Exclusive: Files reveal €117m in loans for Vitesse Arnhem originated with then owner of Chelsea, despite repeated denials
Roman Abramovich secretly funded the takeover of a Dutch top division football club and bankrolled it for years during the period that he also owned Chelsea, leaked documents appear to show.
Two investigations by the Netherlands football association were unable to uncover any financial ties between Abramovich and the club, Vitesse Arnhem, and concluded that the Russian oligarch had no managerial influence on Vitesse. Both Vitesse under its then owners, and Chelsea under Abramovich, repeatedly denied the oligarch was involved in funding the Dutch club.

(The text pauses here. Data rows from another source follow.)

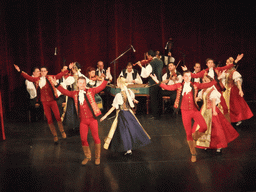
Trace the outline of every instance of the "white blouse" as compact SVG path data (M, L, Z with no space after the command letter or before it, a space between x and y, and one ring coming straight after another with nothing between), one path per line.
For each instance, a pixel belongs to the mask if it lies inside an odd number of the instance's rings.
M220 103L221 94L219 93L219 91L217 91L217 89L215 88L214 85L212 87L208 88L207 90L212 89L212 88L214 88L214 90L211 92L209 99L210 100L216 99L215 104L218 105ZM198 97L201 99L203 98L202 94L203 94L203 90L199 91ZM205 94L207 94L206 91L204 92L204 95Z
M131 89L128 89L128 92L130 93L130 96L133 100L135 98L135 94L132 92ZM116 109L119 109L119 105L123 105L123 103L124 103L124 100L123 100L122 94L117 93L113 100L112 106L115 107Z

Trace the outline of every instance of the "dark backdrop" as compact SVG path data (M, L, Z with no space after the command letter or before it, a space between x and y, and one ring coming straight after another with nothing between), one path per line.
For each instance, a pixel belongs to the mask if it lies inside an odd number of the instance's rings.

The financial information has come to light in the Oligarch files, a cache of leaked data originating from the Cyprus-based offshore service provider MeritServus. The documents, reviewed by the Guardian and the Bureau of Investigative Journalism, appear to reveal for the first time at least €117m (£102.8m) in secret funding from Abramovich for the Vitesse takeover, which flowed through a series of entities registered in opaque offshore tax havens.
Links to Chelsea were suspected at the time of the 2010 takeover, which was led by the Georgian former footballer Merab Jordania. While he described Abramovich as his friend at the inaugural press conference, Jordania denied the oligarch was involved.
The Royal Netherlands Football Association (KNVB) launched a first investigation into the financing of the takeover but found nothing to conflict with its rules.
Suspicions of links continued after Jordania’s takeover, as Chelsea used Vitesse – which plays in the Dutch Eredivisie – as a partner club, to which players not yet ready for the demands of the English Premier League could be loaned and gain competitive experience. Many Chelsea players went to Vitesse on loan throughout the 2010s, notably including the Serbia international Nemanja Matić and the current Chelsea and England star Mason Mount, who played for Vitesse in the 2017-18 season.
Further questions were asked after Jordania left in 2013 and another associate of Abramovich, the Russian businessman Alexander Chigirinsky, took over. Vitesse and Jordania revealed at that point that Chigirinsky had already been financially involved in the club, since the 2010 takeover.
In April 2014, Jordania appeared to allege that Chelsea was involved, fuming that Vitesse had been prevented from strengthening its team in a bid to win the Eredivisie and qualify for the Uefa Champions League because “London didn’t want that”. He later withdrew the comments, and still maintains there was no truth to the allegation.
The revelations prompted the second KNVB investigation, which concluded “there are no indications that Chelsea has a say in Vitesse’s policy”.
In 2017, the Guardian reported that associates of Abramovich based at Chelsea’s Stamford Bridge offices had been involved in the Vitesse takeover. At the time, Chelsea declined to comment, saying only: “We enjoy a close working relationship with Vitesse Arnhem, as we do with other clubs.”
The rules of Uefa, the European football confederation, require clubs that play against each other to be independently owned and run “to ensure the integrity of the competitions”, and that “no individual or legal entity may have control or influence over more than one club participating in a Uefa club competition”.
The leaked trove of documents appears to show that Abramovich bankrolled Vitesse’s spending with a series of loans worth at least €117m (£102.8m) by the end of 2015. This was a huge investment for Vitesse, whose total turnover in 2014-15 was €14m (£12.3m).
Abramovich bought Chelsea in 2003 after becoming a Russian oil and gas billionaire, pouring £2bn into the club to fund signings of world-class stars. They delivered unprecedented success, including twice winning the Champions League. Abramovich was forced to sell Chelsea last year after being subject to sanctions following Russia’s invasion of Ukraine.